July 2, 2010

Summer Safety Tips by Underwriters Laboratories


DIVE INTO POOL SAFETY WITH UNDERWRITERS LABORATORIES

As the weather heats up, families will seek refuge in the cool waters of their neighborhood or backyard pools. Although there’s nothing like a quick dip on a hot summer’s day, pool season doesn’t come without potential risks. In fact, approximately 4,200 people go to the emergency room every year due to pool or spa-related injuries. This summer, Underwriters Laboratories (UL), a leading product safety testing organization, is providing useful tips to help you and your “little minnows” stay safe.

POOL SAFETY AT HOME
• If you have a pool at home, install a fence. The fence should be at least four feet high and have a self-closing, self-latching gate that has a locking mechanism beyond a child's reach.
• Cut overhanging tree limbs and remove chairs or ladders from the pool area to prevent children from climbing over the fence that surrounds the pool.
• Keep grates and drain covers in good repair and secured in place. Alert your family and guests to stay away from these devices, as the suction from drain outlets can be strong enough to cause entrapment of hair or body parts, which can potentially cause a person to drown.
• Make sure you know infant and child CPR if you own a pool.

BE SAFETY SMART WHILE SWIMMING
• Supervision is a must. Follow the 10/20 rule when you’re at the pool. The 10/20 rule states the supervising adult needs to position themselves to be able to scan the pool every 10 seconds, and reach the water within 20 seconds.
• Always have rescue devices, such as UL-LISTED life preservers, nearby.
• Flotation devices, toys and inflatable swimming aids are not safety devices. They are toys and can easily puncture and deflate.
• Always drain wading pools after children are done playing. Infants can drown in just a few inches of water.
• Have a telephone nearby and appropriate emergency numbers posted.
• Remove all toys when you leave the pool. Toys may attract children to the unattended pool.

UL has teamed with Disney to make a cute video with Timon and Pumba called Wild About Safety. It was designed to teach students in kindergarten through third grade the importance of always being on the look-out for safety problems.

UNDERWRITERS LABORATORIES HELPS FAMILIES PLAY IT SAFE THIS SUMMER

From backyard tree houses, to jungle gyms, to neighborhood playgrounds, kids will be climbing and swinging all summer long. However, it’s important for parents to be aware of the potential dangers associated with play sets. Each year, more than 200,000 children ages 14 and younger go to the emergency room for play set-related injuries. That’s why Underwriters Laboratories (UL), a leading product safety testing organization, is providing easy-to-follow safety tips to help families “play it safe” this summer.

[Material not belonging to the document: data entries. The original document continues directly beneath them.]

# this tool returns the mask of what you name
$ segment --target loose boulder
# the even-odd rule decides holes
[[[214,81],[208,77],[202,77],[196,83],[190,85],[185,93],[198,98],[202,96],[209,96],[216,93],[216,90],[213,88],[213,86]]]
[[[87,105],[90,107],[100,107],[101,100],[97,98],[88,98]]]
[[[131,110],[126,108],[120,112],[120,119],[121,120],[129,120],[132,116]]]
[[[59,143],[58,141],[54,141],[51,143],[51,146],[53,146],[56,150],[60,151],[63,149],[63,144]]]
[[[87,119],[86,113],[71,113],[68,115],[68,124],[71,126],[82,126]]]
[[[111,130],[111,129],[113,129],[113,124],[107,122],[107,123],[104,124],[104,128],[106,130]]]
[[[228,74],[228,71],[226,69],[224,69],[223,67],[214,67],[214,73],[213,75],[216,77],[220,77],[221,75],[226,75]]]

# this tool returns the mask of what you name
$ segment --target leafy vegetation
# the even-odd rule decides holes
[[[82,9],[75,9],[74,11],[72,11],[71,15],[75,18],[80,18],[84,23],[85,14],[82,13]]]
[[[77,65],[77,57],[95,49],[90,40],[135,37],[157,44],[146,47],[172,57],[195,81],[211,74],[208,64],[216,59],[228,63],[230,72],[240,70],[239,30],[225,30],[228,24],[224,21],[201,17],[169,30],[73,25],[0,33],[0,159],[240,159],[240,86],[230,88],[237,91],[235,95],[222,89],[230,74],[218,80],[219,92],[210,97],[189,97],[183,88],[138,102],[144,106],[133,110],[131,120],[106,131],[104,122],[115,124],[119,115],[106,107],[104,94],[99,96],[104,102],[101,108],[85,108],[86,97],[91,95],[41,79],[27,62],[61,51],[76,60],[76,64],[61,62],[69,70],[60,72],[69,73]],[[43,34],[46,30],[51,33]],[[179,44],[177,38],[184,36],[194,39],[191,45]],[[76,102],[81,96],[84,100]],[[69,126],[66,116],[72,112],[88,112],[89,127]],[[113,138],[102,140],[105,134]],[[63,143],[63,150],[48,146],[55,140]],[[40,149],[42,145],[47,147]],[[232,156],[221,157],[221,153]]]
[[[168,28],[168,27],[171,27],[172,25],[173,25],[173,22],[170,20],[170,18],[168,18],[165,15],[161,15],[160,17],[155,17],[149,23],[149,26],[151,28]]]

BEFORE INSTALLING A BACKYARD PLAY SET…
• Make sure your backyard is large enough for playground equipment. The site must also provide good visibility and security. Before setting up equipment, look out for obstacles, such as the garage, tree branches, utility poles and wires.
• Read and follow the manufacturer’s directions when setting up play set equipment. Be sure your child's weight and age fall within the manufacturer's recommended limits for the equipment.
• Install protective surfacing, such as rubber tiles or mulch under the play set, at least six feed in all directions, to prevent serious injuries should a child fall.

BEFORE HEADING OUT TO PLAY…
• Carefully inspect backyard playground equipment. Make sure equipment is anchored safely in the ground, all equipment pieces are in good working order, S-hooks are entirely closed and bolts are not protruding.
• Check for spaces that could trap children, such as openings in guardrails or between ladder rungs. These spaces should measure less than 3.5 inches or more than 9 inches.
• Always supervise children on play set equipment to make sure they are playing safely.
• Never attach ropes, jump ropes, clotheslines, pet leashes or cords of any kind to play set equipment. If used improperly, they can be potential strangulation hazards.
• Watch for potential trip hazards, such as rocks, tree stumps and concrete footings. Make sure you’re children are aware of them as well.
• Do a sandbox check. Before letting your child dig in, rake through the sand to check for debris or sharp objects. Also, inspect for any animal contamination or insect problems.

I wrote this review while participating in a blog campaign by Mom Central on behalf of Underwriters Laboratories. Mom Central sent me a gift card to thank me for taking the time to participate.